Post n°7 pubblicato il 04 Febbraio 2008 da middlemarch_g
 

Facendo una rapida sintesi dei recenti commenti mi pare che si delinei all’incirca questo scenario.

Ci sono due possibilità, che taglio con l’accetta per comodità dialettica:

  1. Se sei libero, indipendente, senza figli, non accompagnato, o comunque accompagnato da qualcuno con lo stesso grado di estrema autonomia mentale, allora sei moralmente e socialmente autorizzato a vivere la tua vita on the road senza tetto né legge, una donna in ogni porto, più tutti i topoi classici che si alimentano di una certa letteratura da Kerouac in giù, del tipo vivi-sempre-come-se-oggi –fosse-l’ultimo-giorno-della-tua-esistenza, la famiglia è una camera a gas, non sopporto i legami, lasciami libero di vivere la mia vita, non sei mica mia madre, no?
  2. Se invece sei sposato o legato in maniera canonica e in più magari hai anche dei figli, allora l’unica alternativa plausibile è: niente sesso, niente moto (se ce l’hai, o l’hai avuta, e se in passato ha rappresentato qualcosa di davvero arrapante per te), niente uscite infrasettimanali,  niente vita sociale, sabato all’Ipercoop, e acquisto obbligato di una station wagon (io infatti mi domando spesso come sia sopravvissuta la mia generazione senza che i nostri genitori avvertissero la necessità di acquistarne una, anche tenuto conto che, al di là delle diverse possibilità economiche, il mercato all’epoca mostrava un’assoluta mancanza di sensibilità circa la rilevanza di questo prodotto. Non era ancora venuto il tempo in cui un battaglione di copy writers dell’esercito della salvezza ci rendessi consapevoli del fatto che non si può avere una famiglia – e famiglia è un concetto da intendersi: un qualsiasi numero di persone superiore a due - e non comprarne una. Dio benedica i pubblicitari che allargono il raggio delle nostre vedute). Insomma quel genere di lifestyle che una decina di anni fa  Ligabue aveva efficacemente sintetizzato nell’epigrafe: vivo, morto o X (sei un po’ nervoso ed un motivo ci saraàà)

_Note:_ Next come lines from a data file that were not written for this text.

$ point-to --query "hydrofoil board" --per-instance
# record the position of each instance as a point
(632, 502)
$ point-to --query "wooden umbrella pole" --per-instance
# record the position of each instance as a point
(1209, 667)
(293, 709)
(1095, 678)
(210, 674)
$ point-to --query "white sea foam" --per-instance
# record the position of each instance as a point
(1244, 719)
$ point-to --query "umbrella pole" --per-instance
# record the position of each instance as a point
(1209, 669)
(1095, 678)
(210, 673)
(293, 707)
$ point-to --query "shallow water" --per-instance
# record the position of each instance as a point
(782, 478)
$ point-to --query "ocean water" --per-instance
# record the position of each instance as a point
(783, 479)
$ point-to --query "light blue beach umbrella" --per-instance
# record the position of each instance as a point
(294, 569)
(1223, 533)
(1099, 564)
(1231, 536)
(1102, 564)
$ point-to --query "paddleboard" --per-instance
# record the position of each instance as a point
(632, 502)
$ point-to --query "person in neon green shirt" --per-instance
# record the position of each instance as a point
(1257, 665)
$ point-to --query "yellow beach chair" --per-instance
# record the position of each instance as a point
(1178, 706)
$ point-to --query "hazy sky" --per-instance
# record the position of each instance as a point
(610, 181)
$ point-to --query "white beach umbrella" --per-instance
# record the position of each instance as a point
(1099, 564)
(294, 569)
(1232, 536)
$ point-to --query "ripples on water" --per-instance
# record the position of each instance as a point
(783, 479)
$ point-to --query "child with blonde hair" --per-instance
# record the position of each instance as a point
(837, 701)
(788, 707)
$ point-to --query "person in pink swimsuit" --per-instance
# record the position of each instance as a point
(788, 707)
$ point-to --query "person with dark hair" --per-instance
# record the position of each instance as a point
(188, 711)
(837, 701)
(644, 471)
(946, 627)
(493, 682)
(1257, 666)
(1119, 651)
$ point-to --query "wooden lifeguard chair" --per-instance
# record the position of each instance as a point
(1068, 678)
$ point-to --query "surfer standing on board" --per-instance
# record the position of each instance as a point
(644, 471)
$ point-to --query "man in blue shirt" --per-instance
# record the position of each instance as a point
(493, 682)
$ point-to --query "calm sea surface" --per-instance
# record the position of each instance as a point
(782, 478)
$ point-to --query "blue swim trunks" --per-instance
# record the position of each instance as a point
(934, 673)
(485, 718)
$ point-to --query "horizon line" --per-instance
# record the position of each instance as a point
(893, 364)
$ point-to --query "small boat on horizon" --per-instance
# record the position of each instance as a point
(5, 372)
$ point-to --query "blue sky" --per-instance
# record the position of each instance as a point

La mia perentoria affermazione  – perentoria e provocataria, lo ammetto, anche perè io figli non ne ho – è la seguente: ragazzi, siate consapevoli che esistano vie di fuga alternative, e che se scegliete di non percorrerle, è affare vostro, non delle contingenze astrali.

È possibile che non possiamo prendere in considerazione l’ipotesi che l’opzione A e l’opzione B siano solo  spaventosi canyon scavati dal  luogo comune, e  in cui ci rifugiamo per comodità e perché ci risparmiano il lusso di ricavare un percorso personale e alternativo?

Non sarà che è solo più facile pensare che una famiglia tradizionale imponga sacrifici di sangue umano e l’amputazione parziale della personalità solo perché alimentare il desiderio è bello ma faticoso? Non sarà che alla fine ridursi allo stremo delle forze in nome della famiglia, e in conseguenza di ciò ritrovarsi a fare un uso grammaticalmente passivo della vita, è pur sempre un modo per scampare le responsabilità che abbiamo verso noi stessi?

Parliamoci chiaro: per tanti la famiglia è un alibi per tirare i remi in barca, arrancare verso i quarant’anni, e quel punto poter dire serenamente: quello che è fatto è fatto. Più di così dove vuoi che vada?

È tutto lecito, sia chiaro. Come sempre, basta esserne consapevoli, e non incolparne le tortuose irrequietezze del destino.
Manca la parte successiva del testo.